Come la sezione dei romanzi editi anche i racconti ci presentano una estrema varietà di temi, di generi letterari, di opzioni stilistiche. E come l’altr’anno, con la prima edizione del premio, la loro pubblicazione sarà una specie di narrazione polifonica, capillare e dal basso, che ci dà immediatamente il polso del variegato mondo del lavoro, e che oggi dovrebbero obbligatoriamente leggere politici, amministratori, operatori sociali e sindacali, giornalisti e sociologi.

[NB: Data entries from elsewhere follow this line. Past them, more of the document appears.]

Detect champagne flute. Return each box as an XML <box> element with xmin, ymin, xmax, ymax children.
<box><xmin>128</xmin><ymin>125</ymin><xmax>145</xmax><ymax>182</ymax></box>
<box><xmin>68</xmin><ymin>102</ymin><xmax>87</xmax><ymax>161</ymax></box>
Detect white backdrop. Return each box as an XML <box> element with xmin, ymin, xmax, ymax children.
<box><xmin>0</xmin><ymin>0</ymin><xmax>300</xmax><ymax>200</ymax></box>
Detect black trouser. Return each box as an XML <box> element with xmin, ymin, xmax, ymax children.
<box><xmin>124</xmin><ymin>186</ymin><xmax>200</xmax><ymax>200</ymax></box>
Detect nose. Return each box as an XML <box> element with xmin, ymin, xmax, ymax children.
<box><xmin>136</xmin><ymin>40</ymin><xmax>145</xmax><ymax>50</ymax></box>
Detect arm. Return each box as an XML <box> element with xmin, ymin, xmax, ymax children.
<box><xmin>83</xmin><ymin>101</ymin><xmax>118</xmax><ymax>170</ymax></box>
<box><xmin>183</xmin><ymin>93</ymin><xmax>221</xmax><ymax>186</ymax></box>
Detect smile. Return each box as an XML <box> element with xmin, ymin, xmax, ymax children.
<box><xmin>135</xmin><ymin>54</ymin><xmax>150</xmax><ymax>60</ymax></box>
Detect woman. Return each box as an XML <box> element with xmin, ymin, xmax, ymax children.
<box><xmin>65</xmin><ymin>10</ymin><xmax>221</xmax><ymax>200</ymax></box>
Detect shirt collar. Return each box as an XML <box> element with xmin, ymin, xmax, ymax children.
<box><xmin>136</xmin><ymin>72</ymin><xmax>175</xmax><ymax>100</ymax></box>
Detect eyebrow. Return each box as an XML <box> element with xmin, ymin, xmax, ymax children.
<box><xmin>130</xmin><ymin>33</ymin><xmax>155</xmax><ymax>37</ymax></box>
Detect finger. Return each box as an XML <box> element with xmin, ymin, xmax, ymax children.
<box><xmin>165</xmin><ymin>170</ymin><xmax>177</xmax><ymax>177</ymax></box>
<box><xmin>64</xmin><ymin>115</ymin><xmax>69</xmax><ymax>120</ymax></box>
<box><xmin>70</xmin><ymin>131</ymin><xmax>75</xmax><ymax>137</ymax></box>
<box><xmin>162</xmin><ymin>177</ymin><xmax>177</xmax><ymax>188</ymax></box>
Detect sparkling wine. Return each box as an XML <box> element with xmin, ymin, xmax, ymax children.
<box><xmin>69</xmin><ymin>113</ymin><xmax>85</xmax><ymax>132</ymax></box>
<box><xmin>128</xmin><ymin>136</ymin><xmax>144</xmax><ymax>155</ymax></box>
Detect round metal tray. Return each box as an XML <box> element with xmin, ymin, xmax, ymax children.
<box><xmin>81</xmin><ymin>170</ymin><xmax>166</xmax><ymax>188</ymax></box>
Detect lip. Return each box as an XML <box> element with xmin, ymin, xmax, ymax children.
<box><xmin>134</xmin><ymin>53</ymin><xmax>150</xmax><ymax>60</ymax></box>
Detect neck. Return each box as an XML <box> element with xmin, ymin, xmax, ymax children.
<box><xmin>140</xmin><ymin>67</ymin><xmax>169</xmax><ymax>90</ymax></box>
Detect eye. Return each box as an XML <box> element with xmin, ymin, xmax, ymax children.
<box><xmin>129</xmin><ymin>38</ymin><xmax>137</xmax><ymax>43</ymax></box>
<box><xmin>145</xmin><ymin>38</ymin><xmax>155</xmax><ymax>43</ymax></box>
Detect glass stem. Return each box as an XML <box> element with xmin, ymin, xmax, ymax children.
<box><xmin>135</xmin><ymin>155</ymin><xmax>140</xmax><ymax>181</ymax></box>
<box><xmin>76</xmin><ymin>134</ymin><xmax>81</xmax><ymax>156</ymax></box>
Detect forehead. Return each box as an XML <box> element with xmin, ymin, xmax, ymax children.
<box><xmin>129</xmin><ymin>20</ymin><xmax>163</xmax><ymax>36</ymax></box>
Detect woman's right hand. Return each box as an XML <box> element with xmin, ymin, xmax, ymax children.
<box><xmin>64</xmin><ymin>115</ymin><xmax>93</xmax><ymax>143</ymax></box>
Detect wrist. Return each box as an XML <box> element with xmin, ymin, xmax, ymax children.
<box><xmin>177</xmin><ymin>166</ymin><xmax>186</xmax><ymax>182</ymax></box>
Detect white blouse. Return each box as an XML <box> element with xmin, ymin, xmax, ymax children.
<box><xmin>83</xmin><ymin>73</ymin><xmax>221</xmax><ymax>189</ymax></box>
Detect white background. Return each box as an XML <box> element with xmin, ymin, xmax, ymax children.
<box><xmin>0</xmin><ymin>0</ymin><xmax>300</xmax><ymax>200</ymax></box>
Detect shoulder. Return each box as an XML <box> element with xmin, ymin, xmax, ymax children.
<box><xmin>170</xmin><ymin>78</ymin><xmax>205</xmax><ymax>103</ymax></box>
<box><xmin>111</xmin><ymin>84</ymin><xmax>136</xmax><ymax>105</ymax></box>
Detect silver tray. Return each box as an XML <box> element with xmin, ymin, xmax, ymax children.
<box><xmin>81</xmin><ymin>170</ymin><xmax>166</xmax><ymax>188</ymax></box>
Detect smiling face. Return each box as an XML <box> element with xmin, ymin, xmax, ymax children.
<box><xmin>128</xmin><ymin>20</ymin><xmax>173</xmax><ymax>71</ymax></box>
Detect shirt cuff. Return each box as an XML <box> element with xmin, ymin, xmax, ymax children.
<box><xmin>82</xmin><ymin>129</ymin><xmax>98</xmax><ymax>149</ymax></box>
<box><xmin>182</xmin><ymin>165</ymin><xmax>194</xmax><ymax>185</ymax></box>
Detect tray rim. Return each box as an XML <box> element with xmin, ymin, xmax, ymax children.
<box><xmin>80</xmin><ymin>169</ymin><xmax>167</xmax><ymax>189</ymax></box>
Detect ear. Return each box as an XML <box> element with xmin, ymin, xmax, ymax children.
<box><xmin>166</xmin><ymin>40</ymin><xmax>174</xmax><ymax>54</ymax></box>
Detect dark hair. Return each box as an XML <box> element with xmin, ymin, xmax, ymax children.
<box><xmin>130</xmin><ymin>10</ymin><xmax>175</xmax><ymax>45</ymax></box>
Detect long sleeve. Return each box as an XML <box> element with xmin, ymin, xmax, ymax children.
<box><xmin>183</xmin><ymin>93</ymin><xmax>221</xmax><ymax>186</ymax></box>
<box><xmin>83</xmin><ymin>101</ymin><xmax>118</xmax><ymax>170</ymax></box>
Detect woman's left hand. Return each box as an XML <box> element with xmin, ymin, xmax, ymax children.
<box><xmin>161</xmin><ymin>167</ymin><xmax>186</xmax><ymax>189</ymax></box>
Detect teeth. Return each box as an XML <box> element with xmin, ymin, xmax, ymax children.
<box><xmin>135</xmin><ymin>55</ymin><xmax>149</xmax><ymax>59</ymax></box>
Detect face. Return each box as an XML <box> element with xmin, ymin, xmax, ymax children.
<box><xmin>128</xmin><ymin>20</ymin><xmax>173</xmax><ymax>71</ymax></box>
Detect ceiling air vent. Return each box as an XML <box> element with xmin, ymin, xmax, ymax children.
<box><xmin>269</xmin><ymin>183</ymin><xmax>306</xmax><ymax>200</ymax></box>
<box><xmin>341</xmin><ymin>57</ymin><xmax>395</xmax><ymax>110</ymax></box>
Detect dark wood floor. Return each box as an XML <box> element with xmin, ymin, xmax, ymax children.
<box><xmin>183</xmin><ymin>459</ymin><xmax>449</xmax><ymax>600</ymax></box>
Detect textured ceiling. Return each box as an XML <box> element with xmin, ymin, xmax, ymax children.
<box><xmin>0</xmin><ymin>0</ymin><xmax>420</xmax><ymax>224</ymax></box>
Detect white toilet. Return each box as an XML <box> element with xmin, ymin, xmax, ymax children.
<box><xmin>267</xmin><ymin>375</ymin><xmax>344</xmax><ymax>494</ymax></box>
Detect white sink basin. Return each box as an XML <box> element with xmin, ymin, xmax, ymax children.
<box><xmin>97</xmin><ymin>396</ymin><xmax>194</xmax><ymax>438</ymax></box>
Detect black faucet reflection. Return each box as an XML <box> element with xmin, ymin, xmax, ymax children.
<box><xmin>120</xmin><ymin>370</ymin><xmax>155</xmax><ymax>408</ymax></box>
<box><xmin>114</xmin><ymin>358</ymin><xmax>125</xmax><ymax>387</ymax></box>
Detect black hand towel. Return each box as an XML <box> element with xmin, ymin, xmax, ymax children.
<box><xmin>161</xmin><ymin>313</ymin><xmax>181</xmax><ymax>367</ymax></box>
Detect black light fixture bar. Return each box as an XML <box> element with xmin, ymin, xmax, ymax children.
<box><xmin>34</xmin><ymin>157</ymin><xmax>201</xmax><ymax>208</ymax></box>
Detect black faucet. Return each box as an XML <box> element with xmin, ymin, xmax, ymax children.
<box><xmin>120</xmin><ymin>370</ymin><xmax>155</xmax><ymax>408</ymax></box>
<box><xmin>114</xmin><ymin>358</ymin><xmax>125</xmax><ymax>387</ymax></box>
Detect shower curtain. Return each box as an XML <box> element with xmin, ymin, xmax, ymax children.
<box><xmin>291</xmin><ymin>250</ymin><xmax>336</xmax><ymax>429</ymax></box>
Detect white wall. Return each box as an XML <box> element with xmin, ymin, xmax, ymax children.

Massimiliano Smeriglio, presente alla premiazione, ha auspicato una letteratura capace di svincolarsi dalla cosiddetta autofiction e da una sterile autoreferenzialità intimistica. Landini ha puntualizzato che la letteratura del lavoro non solo “ci informa” – attraverso un lavoro prezioso di documentazione e inchiesta – ma genera bellezza! In che senso? Torniamo alla funzione specifica della letteratura, quella di dire la verità. Il racconto della condizione operaia – non solo della solidarietà e condivisione ma anche della sofferenza, della alienazione, della perdita di diritti – nel momento in cui si fa letteratura diventa “forma”, capace di coinvolgere ed emozionare ogni lettore: acquista un valore universale ed è destinata a restare nel tempo. Dunque è un racconto “bello” – dell’universo lavorativo – in quanto “vero”.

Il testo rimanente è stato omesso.